Ephraim Kishon’s 1969 film “Blaumilch Canal” is an Israeli cult favorite. It tells the story of a mistake begun by a madman with a jackhammer, which leads to a huge destruction-and-construction operation. At first no one wants anything to do with it, but soon everyone is vying to take credit, and finally, once the magnitude of the fiasco is understood – by which point there is no turning back – everyone tries to whitewash the whole thing. The lone honest man who cries out that the emperor has no clothes and it’s all a big mistake is branded an irresponsible madman and blamed for the whole mess.
- Before the curtain fell
- Ephraim Kishon, author and satirist, dies at age 80
- Cats in Israel: Not a musical, but a concept
Anyone who takes on a cult hit is setting a trap for himself from the start, jackhammer in hand. Eli Bizaui is an excellent translator, and Guri Alfi is a highly skilled and talented comic with a manic streak. They had worked together before, and set out to find a joint project. Alfi loved Kishon and the film, turned Bizaui on to it, and they came up with the idea of adapting it for the stage. But both men, as well as the managers of the Cameri, misjudged the magnitude and complexity of the task at hand. The film is a cult hit because of our affection for the way (we think) we were back in our age of innocence, the kernel of a funny story, a lot of terrific theater actors from the past, and a single brilliant idea (the human machine).

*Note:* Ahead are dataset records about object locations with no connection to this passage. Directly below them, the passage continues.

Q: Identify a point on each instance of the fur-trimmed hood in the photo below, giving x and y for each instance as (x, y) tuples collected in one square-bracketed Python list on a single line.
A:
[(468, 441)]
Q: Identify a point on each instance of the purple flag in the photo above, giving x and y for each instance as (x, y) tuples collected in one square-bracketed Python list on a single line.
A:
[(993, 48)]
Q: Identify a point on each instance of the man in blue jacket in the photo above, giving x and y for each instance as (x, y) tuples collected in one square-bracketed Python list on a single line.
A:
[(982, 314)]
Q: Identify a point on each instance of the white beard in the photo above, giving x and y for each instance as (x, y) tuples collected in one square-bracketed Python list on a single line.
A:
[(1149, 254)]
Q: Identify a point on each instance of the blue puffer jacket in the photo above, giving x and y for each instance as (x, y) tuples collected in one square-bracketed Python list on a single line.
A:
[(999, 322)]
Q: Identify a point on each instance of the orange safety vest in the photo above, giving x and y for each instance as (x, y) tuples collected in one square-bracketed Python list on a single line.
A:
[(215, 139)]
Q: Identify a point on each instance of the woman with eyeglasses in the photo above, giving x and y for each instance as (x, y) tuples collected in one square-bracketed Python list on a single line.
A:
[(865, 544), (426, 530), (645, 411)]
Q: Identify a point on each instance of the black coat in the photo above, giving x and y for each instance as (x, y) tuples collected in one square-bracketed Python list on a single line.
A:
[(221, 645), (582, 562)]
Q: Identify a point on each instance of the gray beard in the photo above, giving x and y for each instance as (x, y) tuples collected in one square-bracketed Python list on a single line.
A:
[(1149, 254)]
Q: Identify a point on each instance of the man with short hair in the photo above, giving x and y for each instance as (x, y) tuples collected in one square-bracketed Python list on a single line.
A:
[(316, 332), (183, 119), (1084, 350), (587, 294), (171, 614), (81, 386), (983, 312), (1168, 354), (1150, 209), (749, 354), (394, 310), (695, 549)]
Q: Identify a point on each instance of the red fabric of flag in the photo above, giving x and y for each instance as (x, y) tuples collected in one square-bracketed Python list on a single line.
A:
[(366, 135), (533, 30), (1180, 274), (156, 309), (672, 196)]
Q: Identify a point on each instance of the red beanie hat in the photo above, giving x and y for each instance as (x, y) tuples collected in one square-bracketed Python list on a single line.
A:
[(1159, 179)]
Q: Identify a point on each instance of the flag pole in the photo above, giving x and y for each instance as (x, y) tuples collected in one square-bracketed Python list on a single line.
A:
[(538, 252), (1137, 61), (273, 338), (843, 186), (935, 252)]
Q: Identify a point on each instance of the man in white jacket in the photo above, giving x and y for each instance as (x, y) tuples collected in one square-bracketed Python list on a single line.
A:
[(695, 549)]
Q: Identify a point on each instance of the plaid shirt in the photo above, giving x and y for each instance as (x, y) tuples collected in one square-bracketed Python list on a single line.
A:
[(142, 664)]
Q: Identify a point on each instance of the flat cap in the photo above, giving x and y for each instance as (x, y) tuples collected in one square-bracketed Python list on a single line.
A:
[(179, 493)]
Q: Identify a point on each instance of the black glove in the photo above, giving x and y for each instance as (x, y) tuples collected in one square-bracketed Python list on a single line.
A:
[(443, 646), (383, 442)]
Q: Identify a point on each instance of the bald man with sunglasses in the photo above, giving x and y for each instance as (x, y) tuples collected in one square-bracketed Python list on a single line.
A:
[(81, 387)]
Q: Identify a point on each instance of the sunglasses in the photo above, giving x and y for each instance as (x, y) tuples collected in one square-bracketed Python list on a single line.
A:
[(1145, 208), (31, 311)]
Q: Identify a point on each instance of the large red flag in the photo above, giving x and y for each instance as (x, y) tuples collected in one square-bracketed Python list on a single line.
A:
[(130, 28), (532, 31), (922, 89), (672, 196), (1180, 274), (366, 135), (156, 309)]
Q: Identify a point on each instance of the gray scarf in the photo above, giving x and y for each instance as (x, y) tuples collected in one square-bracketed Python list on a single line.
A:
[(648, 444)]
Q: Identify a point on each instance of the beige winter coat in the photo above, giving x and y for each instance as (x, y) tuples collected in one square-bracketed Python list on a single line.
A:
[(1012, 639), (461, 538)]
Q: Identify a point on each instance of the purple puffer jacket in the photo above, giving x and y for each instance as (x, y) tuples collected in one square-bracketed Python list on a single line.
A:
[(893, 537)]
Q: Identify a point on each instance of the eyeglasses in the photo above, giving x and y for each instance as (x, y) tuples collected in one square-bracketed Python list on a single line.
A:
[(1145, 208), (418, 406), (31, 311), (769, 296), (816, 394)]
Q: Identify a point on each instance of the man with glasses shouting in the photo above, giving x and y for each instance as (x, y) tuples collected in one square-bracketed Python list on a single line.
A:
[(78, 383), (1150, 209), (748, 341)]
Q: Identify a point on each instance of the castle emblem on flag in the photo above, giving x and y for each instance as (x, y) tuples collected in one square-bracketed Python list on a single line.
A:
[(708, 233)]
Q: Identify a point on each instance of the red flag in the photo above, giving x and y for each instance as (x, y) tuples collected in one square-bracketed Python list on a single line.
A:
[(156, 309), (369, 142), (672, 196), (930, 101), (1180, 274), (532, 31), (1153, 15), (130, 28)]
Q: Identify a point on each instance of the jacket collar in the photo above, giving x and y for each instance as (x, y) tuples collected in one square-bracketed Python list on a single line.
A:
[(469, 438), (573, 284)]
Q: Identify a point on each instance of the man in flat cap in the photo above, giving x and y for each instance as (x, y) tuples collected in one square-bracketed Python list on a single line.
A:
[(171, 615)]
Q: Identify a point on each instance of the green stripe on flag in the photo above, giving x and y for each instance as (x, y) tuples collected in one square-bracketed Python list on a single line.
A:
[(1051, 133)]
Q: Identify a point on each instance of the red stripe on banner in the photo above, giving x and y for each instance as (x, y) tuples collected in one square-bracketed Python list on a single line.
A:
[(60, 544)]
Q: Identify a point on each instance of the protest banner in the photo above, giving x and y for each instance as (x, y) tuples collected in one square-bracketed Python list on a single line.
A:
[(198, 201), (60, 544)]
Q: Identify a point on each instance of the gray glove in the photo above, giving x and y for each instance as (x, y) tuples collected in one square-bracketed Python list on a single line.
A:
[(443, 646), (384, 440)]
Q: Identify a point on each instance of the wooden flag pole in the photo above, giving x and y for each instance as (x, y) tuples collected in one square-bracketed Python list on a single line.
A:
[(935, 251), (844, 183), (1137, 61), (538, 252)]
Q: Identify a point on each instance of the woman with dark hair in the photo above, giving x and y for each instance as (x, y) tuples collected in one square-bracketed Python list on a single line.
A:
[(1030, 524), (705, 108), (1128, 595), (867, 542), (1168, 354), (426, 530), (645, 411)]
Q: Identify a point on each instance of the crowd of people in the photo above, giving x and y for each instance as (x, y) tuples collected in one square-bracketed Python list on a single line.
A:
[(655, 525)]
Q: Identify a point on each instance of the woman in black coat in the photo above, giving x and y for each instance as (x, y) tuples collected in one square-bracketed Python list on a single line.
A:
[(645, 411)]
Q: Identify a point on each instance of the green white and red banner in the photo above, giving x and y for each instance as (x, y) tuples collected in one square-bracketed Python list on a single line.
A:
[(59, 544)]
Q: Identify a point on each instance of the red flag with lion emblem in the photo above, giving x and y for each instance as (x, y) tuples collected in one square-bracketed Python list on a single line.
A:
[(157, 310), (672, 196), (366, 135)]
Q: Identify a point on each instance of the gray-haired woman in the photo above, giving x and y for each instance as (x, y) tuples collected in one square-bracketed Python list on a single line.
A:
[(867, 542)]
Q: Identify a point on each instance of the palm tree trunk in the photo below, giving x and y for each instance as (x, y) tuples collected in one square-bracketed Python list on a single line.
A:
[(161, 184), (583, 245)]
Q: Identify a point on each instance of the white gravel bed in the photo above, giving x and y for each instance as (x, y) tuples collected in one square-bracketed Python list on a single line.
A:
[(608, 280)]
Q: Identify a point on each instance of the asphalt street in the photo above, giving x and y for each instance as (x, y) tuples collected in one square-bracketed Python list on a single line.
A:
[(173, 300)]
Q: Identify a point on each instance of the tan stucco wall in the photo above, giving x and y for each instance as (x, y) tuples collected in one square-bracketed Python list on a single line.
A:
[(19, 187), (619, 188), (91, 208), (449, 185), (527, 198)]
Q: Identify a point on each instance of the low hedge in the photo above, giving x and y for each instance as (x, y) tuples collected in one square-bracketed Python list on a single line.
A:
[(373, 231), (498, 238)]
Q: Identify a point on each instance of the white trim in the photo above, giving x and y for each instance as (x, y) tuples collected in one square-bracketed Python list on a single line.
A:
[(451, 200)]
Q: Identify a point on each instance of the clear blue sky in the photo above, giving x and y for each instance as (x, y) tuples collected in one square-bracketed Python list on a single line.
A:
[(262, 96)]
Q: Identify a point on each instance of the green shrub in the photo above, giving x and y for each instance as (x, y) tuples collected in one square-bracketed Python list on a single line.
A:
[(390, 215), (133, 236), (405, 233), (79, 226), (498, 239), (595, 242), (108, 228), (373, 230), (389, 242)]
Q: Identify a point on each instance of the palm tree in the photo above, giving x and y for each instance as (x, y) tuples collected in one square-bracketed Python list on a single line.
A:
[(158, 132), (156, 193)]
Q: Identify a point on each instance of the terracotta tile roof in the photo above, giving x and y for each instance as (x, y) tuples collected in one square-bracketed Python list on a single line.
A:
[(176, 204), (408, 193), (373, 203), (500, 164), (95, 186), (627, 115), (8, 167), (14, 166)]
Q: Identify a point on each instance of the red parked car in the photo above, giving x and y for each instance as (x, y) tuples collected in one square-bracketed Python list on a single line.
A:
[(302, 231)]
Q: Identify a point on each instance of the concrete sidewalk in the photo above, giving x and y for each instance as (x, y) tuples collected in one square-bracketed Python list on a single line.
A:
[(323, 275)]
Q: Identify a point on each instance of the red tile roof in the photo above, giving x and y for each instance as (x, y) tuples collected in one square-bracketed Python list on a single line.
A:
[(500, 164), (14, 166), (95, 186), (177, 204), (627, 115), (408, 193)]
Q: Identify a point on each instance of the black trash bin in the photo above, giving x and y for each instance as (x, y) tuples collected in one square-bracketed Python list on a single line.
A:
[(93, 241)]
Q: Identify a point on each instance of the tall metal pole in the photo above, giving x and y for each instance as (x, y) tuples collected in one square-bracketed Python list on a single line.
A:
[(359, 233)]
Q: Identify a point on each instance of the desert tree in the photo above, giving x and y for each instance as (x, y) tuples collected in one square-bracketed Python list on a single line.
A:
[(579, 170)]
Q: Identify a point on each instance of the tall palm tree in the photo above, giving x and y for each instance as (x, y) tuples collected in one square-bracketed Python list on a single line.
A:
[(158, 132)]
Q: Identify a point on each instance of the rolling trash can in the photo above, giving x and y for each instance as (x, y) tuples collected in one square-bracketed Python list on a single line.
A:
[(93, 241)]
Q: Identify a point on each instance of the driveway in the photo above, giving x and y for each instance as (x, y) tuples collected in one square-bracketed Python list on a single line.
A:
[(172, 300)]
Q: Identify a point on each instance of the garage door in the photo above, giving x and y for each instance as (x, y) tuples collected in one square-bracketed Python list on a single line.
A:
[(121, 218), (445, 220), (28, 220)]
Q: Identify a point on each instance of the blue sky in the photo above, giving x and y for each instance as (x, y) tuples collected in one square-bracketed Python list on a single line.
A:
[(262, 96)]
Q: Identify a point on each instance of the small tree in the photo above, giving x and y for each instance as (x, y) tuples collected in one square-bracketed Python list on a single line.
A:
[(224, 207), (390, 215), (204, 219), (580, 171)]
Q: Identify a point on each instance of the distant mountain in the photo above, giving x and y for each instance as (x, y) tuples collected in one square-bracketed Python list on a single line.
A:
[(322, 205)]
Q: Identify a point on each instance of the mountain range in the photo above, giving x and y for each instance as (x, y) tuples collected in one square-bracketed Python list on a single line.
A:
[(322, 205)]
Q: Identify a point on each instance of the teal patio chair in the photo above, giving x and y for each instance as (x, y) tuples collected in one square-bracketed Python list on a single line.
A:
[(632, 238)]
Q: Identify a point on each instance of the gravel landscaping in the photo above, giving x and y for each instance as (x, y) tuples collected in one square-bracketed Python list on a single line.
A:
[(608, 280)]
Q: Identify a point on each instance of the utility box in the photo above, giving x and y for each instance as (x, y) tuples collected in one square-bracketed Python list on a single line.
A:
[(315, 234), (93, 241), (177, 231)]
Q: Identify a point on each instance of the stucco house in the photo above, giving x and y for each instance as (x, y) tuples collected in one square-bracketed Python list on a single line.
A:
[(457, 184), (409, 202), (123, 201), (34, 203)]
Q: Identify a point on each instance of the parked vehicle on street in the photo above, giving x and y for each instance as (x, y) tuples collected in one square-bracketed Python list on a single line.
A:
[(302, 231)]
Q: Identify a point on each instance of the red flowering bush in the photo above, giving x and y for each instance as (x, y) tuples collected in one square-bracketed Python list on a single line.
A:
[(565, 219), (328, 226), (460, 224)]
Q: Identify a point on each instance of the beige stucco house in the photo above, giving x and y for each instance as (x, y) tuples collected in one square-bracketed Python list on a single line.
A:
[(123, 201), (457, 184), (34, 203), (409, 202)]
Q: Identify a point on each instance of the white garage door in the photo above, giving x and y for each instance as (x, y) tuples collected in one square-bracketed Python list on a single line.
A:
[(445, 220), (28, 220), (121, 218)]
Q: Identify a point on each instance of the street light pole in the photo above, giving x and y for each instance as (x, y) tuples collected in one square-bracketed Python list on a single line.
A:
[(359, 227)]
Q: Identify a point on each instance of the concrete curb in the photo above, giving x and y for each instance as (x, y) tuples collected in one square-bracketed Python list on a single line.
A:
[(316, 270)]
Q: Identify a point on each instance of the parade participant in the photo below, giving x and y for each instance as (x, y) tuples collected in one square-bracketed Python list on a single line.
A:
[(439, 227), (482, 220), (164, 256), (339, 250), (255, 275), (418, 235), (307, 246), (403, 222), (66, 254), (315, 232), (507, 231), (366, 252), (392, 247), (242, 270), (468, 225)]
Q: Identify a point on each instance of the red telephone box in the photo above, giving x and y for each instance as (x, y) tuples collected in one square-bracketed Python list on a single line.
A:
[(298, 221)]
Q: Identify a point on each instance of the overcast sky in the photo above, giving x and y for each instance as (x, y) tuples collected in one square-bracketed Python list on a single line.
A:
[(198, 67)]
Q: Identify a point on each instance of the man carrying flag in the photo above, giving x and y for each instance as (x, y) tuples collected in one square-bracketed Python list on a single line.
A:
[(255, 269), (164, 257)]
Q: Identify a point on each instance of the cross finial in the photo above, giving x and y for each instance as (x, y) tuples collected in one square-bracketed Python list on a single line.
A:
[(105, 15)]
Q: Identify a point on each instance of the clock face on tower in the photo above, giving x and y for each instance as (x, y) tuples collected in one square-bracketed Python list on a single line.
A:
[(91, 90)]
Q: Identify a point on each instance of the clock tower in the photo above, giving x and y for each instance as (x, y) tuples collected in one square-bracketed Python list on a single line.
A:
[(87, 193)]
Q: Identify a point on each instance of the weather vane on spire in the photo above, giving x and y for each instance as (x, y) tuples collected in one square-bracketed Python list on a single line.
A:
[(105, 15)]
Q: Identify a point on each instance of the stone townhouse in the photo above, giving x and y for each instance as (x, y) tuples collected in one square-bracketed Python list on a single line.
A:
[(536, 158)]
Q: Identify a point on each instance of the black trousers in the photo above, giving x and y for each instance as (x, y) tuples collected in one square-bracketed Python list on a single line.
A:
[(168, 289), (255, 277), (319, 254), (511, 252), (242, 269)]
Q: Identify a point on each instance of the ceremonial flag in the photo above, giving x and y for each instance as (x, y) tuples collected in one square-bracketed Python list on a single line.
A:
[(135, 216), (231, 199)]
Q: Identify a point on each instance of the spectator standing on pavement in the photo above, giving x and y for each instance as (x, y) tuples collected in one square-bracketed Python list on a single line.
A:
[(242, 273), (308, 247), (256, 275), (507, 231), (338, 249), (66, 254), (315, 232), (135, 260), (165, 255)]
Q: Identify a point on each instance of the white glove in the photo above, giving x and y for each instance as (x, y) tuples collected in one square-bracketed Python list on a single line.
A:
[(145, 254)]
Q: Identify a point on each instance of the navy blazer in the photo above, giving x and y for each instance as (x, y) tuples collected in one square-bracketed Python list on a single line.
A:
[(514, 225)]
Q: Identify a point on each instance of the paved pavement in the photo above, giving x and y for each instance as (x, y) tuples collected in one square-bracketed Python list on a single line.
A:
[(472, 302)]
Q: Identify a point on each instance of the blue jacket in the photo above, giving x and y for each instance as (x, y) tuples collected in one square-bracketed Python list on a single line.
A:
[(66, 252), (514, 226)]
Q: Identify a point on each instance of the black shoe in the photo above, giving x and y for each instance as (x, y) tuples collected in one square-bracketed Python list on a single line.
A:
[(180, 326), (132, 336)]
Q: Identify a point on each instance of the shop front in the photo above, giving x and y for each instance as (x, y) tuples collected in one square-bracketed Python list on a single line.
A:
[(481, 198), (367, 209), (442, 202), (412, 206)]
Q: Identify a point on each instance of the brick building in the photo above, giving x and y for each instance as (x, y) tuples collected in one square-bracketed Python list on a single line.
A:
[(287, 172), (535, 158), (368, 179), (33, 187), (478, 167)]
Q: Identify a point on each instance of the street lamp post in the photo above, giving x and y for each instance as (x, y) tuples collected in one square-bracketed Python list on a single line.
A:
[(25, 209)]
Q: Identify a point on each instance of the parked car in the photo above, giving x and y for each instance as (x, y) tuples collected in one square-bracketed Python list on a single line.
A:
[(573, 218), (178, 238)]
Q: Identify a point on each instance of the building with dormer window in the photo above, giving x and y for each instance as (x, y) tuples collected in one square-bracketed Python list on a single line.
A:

To bring this to the stage you need more than an idea that sounds exciting (but is just a joke), and the pull of a television comic whose name will sell tickets. You need a director with experience and the boldness to reinvent the cult hit on stage, to set it crazily awhirl with just the right touch, to use it to say something new, something beyond having a good-natured poke at ourselves while aspiring to create a tribute to our cultural past. And Bizaui and Alfi are just not sufficiently skilled and experienced as directors. If this had any chance of succeeding, artistically or with the audience – and I’m not at all sure this was even possible, for there was no real reason to turn this cult film-joke into theater – it had to be done brilliantly. And the attempt on display here is pretty shabby. I’m not saying it’s bad. It’s worse than that: It’s nothing special. And I’m one of those folks who think that theater has to be much more than nothing special.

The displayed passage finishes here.